Record-high stock prices are fueling the busiest month for IPOs in at least a decade.
Fifteen companies priced initial public offerings on U.S. exchanges in the first 10 days of May – the traditional start to summer sell-off period. Ten IPOs priced last week alone, making it just the second double-digit IPO week since 2007. Another 12 IPOs are scheduled to go public in the coming days.
The largest May IPO thus far has been Quintiles Transnational (NYSE: Q), a biopharm research organization that raised $947 million in its debut. Three of last week’s IPOs were real estate-related – a nod to the ongoing housing recovery.
One thing that could slow the IPO market down in the coming weeks is the modest returns. Of the 15 companies that have gone public this month, only three of them have managed double-digit returns. Eight of them are either in the red or flat since their debuts.

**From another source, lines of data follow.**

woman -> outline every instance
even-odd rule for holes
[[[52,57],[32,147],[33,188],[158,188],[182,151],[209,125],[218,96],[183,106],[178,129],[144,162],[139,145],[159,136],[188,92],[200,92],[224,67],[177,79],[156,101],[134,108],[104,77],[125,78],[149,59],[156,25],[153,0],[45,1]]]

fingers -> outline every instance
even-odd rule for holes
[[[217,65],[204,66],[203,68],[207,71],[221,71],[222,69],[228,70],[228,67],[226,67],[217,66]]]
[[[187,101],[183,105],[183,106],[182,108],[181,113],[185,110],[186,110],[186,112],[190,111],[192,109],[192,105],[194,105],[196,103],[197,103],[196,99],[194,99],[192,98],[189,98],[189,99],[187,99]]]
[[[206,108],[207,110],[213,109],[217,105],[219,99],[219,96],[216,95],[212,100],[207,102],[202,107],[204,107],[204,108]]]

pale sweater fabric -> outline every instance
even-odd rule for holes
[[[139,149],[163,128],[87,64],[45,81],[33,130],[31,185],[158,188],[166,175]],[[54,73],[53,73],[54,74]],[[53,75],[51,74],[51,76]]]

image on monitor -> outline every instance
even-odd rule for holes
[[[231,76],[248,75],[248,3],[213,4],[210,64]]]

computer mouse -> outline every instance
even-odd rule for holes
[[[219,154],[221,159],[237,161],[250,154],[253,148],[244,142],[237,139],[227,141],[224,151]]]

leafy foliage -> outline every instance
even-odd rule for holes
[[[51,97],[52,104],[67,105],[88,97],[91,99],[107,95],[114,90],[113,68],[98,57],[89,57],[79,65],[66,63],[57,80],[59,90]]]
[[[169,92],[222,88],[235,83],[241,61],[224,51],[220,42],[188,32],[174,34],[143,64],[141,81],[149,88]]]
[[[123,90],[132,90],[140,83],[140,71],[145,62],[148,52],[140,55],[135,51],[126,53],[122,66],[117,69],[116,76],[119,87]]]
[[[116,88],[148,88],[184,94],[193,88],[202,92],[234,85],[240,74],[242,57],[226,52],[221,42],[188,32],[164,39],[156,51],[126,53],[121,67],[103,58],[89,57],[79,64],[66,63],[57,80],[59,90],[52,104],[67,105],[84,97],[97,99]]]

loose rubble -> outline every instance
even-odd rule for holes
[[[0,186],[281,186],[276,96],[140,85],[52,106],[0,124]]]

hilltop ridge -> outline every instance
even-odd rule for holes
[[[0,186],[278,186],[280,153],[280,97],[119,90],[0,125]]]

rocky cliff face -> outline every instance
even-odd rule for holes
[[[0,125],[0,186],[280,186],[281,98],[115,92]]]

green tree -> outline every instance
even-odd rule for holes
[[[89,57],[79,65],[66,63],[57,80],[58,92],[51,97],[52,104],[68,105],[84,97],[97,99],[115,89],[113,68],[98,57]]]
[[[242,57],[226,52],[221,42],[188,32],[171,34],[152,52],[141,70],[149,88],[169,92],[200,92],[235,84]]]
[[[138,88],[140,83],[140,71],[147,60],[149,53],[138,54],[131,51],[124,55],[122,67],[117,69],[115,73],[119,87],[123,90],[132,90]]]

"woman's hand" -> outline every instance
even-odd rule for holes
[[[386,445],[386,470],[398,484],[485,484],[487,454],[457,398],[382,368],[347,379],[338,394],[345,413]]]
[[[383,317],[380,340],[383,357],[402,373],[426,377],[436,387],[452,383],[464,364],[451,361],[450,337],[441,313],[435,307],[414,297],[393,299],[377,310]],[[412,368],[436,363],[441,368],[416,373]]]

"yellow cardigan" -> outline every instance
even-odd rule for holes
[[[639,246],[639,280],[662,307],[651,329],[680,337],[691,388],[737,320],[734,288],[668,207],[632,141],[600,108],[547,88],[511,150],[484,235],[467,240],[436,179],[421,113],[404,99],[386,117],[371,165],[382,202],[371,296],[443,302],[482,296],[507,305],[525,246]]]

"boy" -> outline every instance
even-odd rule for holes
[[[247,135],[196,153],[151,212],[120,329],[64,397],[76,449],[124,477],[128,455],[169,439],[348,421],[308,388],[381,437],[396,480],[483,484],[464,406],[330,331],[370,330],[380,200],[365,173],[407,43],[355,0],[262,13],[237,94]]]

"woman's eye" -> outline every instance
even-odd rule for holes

Insys Therapeutics (INSY) has been May’s most successful IPO by far. It’s a company that sells synthetic marijuana as a cancer drug. So far, that’s been a big seller (I’ll give you one guess as to why): the stock posted a first-day return of 18.8% and is up 35.4% since its May 2 debut.
Seven more companies are slated to go public this week. If the current pace holds, there would be 45 IPOs this month. To put that in perspective, no month has had as many as 30 IPOs since May 2007, and the 31 that went public in October 2004 marks the highest monthly IPO tally of the last decade.
As long as stocks keep setting records, the IPO market is likely to remain red-hot.